La Parrocchia, dedicata a San Gaudenzio, nasce ufficialmente nel 1583, tenendo conto che Cavallirio già dal 13 luglio 1536 era territorio autonomo da Romagnano Sesia. Dalla visita pastorale del vescovo Speciano (1590) si rileva che la chiesa era in fase di ristrutturazione , opera seguita da altre nel corso dei secoli. Un’altra visita pastorale del 1698 ad opera dell’arcivescovo Visconti riferisce che è costruita a due navate. Il parroco Ferrera la portò a tre navate.

 

Una documentazione preziosa è lasciata dal vescovo Carlo Bascapè (1594 – 1599) nell’opera intitolata Novaria seu De Ecclesia Novariensi, descrivendo la zona del “Vicariato di Romagnano Sesia” parla, tra l’altro, di Cavallirio riferendo “Cavallirio, che in antiche carte viene chiamato «Caballi Regis» perchè ivi forse i cavalli di qualche Re d’Italia o Imperatore si tenessero al pascolo” (trad. del Ravizza). Si fa notare come la storia della chiesa sia intimamente legata alle origini del paese. In questo periodo è già presente il portico antistante l’ingresso. All’interno vi sono opere di rilievo come la “Gloria di San Gaudenzio” del 1816 di Giovanni Velatta di Cellio. Le tele, collocate nelle Cappelle dello Spirito Santo e del Rosario, sono di Andrea Miglio (XIX secolo). Il pulpito ottocentesco è del Longhetti di Varallo.
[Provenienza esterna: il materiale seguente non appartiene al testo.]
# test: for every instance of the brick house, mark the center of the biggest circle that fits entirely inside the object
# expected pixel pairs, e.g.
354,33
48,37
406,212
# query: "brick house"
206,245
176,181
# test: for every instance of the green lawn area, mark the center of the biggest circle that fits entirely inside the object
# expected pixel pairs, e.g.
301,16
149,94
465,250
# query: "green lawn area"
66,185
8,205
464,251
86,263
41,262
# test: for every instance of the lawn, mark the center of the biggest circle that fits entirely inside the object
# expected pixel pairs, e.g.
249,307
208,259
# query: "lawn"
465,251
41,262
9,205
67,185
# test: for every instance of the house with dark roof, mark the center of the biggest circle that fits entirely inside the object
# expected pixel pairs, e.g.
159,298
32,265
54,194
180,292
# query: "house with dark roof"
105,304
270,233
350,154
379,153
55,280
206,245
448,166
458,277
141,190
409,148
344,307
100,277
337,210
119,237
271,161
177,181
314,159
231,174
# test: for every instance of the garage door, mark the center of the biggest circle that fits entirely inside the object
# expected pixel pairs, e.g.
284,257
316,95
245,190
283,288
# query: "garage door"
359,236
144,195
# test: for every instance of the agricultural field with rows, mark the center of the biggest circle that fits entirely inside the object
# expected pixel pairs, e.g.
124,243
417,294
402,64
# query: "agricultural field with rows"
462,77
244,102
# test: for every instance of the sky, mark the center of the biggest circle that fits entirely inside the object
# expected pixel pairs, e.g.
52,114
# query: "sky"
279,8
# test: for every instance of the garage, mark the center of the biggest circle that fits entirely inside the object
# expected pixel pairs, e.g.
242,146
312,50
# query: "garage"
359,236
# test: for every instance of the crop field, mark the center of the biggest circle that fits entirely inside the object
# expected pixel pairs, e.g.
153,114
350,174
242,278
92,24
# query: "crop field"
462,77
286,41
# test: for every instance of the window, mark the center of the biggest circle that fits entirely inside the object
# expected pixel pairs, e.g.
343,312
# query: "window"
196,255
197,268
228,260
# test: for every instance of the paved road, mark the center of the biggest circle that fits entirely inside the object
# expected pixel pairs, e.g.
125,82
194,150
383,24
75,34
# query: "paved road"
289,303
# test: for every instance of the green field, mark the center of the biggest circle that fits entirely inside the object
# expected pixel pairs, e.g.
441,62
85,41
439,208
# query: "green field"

Suggestiva è la Cupola, opera del romagnanese Tarquinio Grassi (1714 - 1720) che rappresenta la SS. Trinità. Sono attribuibili a Lorenzo Peracino (circa 1770), ai quattro angoli della Cupola, le Tre Virtù Teologali e l’insieme delle QuattroVirtù Cardinali. È del 1827 il Battistero, opera di Martino Cassina e Antonio Imbrico, mentre il coro risale al 1841.

 

Per quanto riguarda l’organo i primi documenti dell’Archivio Parrocchiale risalgono al 1837, restaurato dall’organaro Velatta e con un intervento successivo del Mentasti nel 1900. Successivamente non ha subito alcun intervento. Ancora si conserva il pavimento a mosaico opera dell’Avon, artista che lavorò al Duomo di Novara, suggestiva è la scritta nell’atrio hic Domus Dei est et Porta Coeli..L’attuale campanile è datato 1774 ed è alto 37 metri.  La graziosa cappelletta dell’ Ossario si trova nell’area dell’antico cimitero verso sud addossata al muro di cinta. Le prime notizie risalgono al 1698, in cui è citato dal vescovo Giovanni Battista Visconti nella relazione della visita pastorale del 26 aprile. Ugualmente viene menzionato dal sacerdote Gilardone nell’inventario dello stesso anno. Interessante ricordare la presenza di due stanziole sottostanti in cui veniva riposto il vino, raccolto in elemosina in tre vascelli delle Confraternite.

 

Nella visita pastorale del vesc ovo Balbis Bertone del 1763 è segnalato il dipinto con la Resurrezione della carne e il Purgatorio e la presenza di ossa e teschi disposti secondo le regole. La volta risultava priva di affreschi, mentre quelli più recenti rispetto a quelli sottostanti, sono ancora ben conservati e rappresentano i nove cieli e le gerarchie angeliche. Al centro appare la splendente colomba bianca dello Spirito Santo. Ricordiamo che gli affreschi erano una sorta di Bibbia illustrata volta a una popolazione poco alfabetizzata., per cui gli affreschi sulle pareti dovevano apparire come insegnamento e monito. Di grande suggestione è il Giudizio Universale rappresentato sulla parete destra in cui Cristo giudicante ha alla sua destra la Vergine e alla sinistra San Giovanni Battista: si tratta della desis ovvero la mediazione da loro operata. Purtroppo la Resurrectio carnis sottostante, con una impressionante figura femminile nuda che si erge da un sepolcro è gravemente danneggiata. L’affresco sulla parete di fronte presenta un grande angelo che domina drammaticamente la scena. A destra, in basso, la classica scena di una Messa di suffragio o di “legato”, tradizione iniziata da papa Gregorio Magno. Secondo la nota storica dell’arte Marina dell’Omo, gli affreschi più antichi si riferirebbero alla cultura figurativa valsesiana che trova confronti nell’opera di Pier Francesco Gianoli da Campertogno (1624-1690).

Per quanto riguarda la cupola è possibile supporre che gli affreschi risalgano alla fine del XVIII secolo subendo ritocchi anche successivamente.